For the folks who choose to stay and keep putting out the paper under challenging circumstances, as well, I salute you. The cuts and daily grind of the paper have whittled us down to the hardest of the hardcore, so for everyone who keeps fighting to keep this thing alive: thank you. I can't think of a better group of people to keep good quality journalism alive.
It was also gratifying to see that through all this that, in spite of the corporate pressure to make numbers, that people remembered the human toll. My old boss, Dan Anderson, called to offer support and passed along several job leads for the folks who left the paper. Ron Kaye handled the cuts with a level of sensitivity and care that went far beyond what his job demanded. And even Jim Janiga, the company's HR director who was once such a frustrating opponent, proved to be tremendously helpful in straightening out benefits and taking care of everyone.
Unfortunately, at the same time this brought out the best in some, it brought out the worst in others. I was furious to read the insulting comments of some anonymous poster on The Paper Trail who suggested that we should somehow be grateful to MediaNews for treating its workers so well and that this was a smart move to get rid of unnecessary coverage. Only the worst corporate hack would say such a thing and I was glad to see subsequent posters jump on them.

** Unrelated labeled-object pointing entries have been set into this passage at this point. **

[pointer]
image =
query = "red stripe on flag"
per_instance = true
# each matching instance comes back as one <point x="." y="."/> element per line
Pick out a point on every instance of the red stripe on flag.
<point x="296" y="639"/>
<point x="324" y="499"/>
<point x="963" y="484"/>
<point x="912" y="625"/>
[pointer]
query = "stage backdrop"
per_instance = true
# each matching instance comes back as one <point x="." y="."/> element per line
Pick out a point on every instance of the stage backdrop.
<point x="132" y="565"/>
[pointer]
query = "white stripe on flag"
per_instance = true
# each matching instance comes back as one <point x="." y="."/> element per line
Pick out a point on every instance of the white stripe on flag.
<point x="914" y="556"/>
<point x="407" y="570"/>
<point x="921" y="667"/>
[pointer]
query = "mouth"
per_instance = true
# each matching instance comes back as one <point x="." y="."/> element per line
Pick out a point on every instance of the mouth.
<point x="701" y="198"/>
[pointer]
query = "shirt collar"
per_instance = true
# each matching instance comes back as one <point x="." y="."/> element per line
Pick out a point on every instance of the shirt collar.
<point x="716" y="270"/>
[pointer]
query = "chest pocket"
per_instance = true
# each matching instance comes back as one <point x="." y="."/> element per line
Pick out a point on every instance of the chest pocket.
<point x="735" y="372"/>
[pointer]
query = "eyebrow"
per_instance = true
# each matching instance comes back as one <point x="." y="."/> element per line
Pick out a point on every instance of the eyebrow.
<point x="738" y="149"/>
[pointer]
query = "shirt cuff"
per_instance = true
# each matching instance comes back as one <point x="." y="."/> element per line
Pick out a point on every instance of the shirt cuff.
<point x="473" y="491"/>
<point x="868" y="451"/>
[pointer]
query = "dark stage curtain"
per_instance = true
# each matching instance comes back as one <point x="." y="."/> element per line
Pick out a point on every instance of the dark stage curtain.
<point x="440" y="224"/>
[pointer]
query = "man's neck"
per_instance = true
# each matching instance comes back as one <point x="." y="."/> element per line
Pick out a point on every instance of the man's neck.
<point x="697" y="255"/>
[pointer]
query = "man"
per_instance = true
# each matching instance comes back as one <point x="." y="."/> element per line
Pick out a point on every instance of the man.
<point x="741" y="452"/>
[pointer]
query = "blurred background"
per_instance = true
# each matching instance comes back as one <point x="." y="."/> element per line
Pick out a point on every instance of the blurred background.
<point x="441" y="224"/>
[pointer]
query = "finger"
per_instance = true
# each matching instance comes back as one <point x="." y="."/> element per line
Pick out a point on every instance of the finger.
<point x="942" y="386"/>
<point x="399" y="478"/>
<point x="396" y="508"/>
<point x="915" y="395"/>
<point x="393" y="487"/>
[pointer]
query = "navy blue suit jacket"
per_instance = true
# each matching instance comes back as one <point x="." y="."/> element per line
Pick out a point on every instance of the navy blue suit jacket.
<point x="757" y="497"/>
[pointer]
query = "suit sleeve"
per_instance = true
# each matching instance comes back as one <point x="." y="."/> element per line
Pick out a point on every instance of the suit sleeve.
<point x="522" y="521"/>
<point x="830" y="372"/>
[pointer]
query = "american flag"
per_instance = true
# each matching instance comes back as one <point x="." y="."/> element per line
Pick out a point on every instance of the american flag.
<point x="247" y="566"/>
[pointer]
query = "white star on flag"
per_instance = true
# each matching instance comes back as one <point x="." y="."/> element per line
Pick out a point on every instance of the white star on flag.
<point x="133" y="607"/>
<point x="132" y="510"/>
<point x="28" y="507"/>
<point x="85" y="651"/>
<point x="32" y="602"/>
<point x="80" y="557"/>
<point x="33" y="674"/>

The shame of it is that this anonymous company partisan is not alone in their petty, small-mindedness. That's pretty much the corporate line at the moment, as we saw today in Oakland. Moves like that and the political infighting in the company will only drag us all down in the long run. In months ahead, we're going to have to join with our fellow workers throughout the company to fight back that short-sighted mentality.
And while I think that struggle will go on for some time, it appears that we've cleared our most immediate hurdle at the Daily News. Throughout all this chaos, you guys have performed phenomenally, producing sharp coverage in every section and a product that we can truly be proud of. While we have our occasional off days, I can honestly say that this is the best staff and best paper we've had since I started working here. You guys are truly an inspiration and it's a pleasure to work with you.
So please join me in thanking our friends who are saying farewell for everything they've done for this paper and the rest of us. While we may find ourselves working in different places, different towns and different jobs, we won't forget you and what you mean to us. And for those of you who are sticking around, congratulate yourselves for enduring another rough patch with grace. Situations like this bring out the best in us and you've all definitely met the challenge like champs. Keep up the fine work and thank you for everything.